The practice of plea bargaining is often denounced as “extortionate” or “corrupt” and “oppressive.” Add to this a claim from Manitoba this week that the version practiced in Canada is secretive. The picture painted is one of shady backroom deals with no accountability. The criticism of plea bargaining overstates the problems.
Plea bargaining, a practice when the prosecution and defence lawyers try to resolve the case without going to trial, is not a secret. Each side argues its position in an effort to negotiate their way to the best possible outcome. When the bargaining succeeds each side gets a result that serves their interest.

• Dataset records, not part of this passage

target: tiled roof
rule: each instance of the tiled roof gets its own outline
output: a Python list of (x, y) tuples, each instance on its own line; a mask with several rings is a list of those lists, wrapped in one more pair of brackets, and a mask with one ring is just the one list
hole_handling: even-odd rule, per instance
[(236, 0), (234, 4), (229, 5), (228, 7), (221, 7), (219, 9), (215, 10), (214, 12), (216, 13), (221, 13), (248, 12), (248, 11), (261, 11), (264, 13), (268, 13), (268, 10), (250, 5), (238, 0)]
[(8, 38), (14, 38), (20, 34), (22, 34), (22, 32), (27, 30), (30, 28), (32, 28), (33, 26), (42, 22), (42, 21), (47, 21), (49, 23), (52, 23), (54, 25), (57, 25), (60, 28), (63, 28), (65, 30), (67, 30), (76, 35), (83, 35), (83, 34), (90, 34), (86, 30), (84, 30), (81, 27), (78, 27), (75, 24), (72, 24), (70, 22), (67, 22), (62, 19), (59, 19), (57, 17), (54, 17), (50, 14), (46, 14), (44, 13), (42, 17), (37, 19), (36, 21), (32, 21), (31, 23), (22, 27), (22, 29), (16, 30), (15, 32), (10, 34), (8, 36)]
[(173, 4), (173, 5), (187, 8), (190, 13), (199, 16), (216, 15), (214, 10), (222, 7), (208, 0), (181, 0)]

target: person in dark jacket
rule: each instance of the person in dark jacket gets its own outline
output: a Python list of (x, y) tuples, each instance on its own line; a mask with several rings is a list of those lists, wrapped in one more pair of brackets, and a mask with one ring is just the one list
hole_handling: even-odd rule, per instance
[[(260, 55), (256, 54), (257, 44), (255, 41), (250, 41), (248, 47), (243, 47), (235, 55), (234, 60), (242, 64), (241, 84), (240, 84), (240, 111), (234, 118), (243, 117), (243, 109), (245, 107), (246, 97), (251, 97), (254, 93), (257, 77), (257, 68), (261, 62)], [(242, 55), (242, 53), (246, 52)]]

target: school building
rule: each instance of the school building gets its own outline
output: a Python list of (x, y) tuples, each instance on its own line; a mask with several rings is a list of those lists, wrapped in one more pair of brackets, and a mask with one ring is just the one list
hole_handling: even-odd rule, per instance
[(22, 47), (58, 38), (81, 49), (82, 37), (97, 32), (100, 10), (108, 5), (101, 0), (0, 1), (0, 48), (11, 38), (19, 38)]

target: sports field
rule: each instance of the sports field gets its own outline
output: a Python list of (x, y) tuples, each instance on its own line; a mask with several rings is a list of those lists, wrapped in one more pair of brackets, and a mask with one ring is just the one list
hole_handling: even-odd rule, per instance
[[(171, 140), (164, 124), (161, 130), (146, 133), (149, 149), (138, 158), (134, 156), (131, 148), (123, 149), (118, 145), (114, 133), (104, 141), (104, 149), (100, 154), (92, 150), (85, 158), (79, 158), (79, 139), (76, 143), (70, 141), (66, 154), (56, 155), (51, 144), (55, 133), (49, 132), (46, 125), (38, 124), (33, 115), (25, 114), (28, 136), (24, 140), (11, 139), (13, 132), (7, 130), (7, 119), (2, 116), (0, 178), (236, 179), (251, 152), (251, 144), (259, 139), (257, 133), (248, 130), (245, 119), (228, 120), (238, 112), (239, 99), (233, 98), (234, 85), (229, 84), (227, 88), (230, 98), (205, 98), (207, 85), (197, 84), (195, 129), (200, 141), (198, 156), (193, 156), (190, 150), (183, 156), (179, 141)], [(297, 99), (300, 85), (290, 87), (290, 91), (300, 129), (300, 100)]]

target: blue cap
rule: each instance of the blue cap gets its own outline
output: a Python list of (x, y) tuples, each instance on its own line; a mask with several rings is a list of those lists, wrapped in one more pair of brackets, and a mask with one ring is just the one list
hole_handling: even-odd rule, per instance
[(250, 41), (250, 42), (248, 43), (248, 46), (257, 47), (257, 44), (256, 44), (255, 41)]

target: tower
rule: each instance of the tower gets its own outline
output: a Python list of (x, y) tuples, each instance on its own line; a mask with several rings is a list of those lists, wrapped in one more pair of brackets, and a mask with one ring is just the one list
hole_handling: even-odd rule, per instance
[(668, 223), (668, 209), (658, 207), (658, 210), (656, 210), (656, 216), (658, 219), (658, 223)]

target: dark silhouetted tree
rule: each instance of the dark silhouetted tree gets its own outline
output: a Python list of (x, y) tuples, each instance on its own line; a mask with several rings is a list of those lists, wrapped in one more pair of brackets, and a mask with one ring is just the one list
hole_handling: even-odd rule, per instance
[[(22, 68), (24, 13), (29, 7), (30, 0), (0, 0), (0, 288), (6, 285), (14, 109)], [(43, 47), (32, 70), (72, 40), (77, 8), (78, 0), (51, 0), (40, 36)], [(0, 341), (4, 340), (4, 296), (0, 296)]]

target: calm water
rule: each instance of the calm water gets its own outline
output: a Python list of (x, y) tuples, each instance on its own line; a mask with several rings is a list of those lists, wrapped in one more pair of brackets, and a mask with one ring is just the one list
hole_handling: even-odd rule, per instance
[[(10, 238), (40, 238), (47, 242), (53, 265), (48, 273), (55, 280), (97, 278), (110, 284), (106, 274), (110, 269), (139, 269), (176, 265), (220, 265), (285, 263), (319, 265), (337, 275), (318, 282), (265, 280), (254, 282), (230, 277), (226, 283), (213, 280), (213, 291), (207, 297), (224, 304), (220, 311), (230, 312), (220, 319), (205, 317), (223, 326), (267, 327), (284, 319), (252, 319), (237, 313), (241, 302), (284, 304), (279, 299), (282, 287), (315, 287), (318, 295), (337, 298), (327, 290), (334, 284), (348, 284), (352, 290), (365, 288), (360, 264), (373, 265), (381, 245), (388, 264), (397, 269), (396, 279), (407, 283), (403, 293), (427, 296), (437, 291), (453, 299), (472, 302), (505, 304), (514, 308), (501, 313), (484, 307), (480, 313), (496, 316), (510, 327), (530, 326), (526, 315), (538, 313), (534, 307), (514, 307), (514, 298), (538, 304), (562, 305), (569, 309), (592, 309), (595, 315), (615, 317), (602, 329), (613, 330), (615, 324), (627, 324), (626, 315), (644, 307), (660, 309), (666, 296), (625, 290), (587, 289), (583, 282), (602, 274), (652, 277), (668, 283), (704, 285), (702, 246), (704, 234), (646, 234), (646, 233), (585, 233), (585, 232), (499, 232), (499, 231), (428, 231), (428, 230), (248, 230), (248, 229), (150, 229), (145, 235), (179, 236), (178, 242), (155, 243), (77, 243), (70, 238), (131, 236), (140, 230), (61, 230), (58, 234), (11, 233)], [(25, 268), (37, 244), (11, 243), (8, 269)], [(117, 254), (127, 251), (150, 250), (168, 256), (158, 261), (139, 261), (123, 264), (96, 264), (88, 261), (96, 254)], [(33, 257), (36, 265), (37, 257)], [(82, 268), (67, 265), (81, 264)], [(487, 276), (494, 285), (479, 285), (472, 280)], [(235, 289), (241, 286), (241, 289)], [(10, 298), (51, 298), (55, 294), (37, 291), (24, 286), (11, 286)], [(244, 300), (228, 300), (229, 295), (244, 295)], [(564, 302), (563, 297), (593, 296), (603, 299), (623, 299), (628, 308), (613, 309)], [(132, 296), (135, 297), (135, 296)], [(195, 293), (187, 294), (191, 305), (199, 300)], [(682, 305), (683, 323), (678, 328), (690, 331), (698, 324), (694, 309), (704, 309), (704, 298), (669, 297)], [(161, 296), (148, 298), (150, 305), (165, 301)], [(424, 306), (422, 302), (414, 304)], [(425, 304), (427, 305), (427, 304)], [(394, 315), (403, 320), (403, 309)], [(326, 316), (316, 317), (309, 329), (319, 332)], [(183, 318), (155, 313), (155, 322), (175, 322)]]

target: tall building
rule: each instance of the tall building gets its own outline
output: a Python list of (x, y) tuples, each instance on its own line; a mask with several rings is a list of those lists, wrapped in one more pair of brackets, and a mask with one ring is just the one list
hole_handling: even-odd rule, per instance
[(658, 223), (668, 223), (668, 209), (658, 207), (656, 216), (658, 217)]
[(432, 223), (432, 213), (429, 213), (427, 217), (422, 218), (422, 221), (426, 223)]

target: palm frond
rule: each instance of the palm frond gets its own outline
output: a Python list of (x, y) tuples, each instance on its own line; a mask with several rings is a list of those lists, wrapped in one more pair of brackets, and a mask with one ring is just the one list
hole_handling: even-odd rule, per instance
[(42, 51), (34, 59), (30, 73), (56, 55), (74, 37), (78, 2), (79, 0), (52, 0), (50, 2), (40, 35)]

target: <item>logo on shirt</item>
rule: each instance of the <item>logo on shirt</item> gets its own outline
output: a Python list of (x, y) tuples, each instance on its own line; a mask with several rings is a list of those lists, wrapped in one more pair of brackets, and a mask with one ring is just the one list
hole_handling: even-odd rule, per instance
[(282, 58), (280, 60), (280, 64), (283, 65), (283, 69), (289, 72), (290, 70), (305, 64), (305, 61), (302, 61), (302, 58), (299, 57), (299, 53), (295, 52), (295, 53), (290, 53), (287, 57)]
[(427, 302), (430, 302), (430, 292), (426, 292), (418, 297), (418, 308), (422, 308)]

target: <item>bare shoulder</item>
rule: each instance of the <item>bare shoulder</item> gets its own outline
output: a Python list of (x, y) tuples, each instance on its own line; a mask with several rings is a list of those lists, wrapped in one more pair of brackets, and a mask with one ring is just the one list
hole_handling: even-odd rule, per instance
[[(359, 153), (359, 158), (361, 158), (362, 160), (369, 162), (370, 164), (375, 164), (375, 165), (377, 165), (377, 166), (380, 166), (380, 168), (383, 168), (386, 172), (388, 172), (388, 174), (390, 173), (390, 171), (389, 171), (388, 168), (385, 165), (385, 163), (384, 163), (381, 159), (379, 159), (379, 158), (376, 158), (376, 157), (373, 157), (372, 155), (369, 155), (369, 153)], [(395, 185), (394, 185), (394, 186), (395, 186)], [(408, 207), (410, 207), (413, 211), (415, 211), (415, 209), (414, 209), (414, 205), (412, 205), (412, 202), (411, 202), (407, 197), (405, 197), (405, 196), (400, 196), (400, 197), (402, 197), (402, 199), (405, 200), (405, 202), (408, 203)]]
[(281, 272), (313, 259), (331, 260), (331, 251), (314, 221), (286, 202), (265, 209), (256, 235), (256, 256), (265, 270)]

To avoid misunderstandings most Crown counsel explain publicly why the overall plea deal was in the public interest. Putting these reasons on the record allows the public to understand why the decision was made. Often the explanation is no more complicated than “we couldn’t prove the most serious charge” or “we wanted to avoid a lengthy trial but still get a conviction.” Viewed in this light, plea bargaining is not unfair or secretive but a practical solution to a busy criminal court docket.
Plea deals are a fast, certain way for offenders to be held accountable. If the system needs reform (such as creating an institutional obligation to explain decisions publicly), there can be no complaint. But those who want to throw it out for lack of transparency have missed the point. The system cannot function if the complainant who accuses or the police who charge are running the negotiations.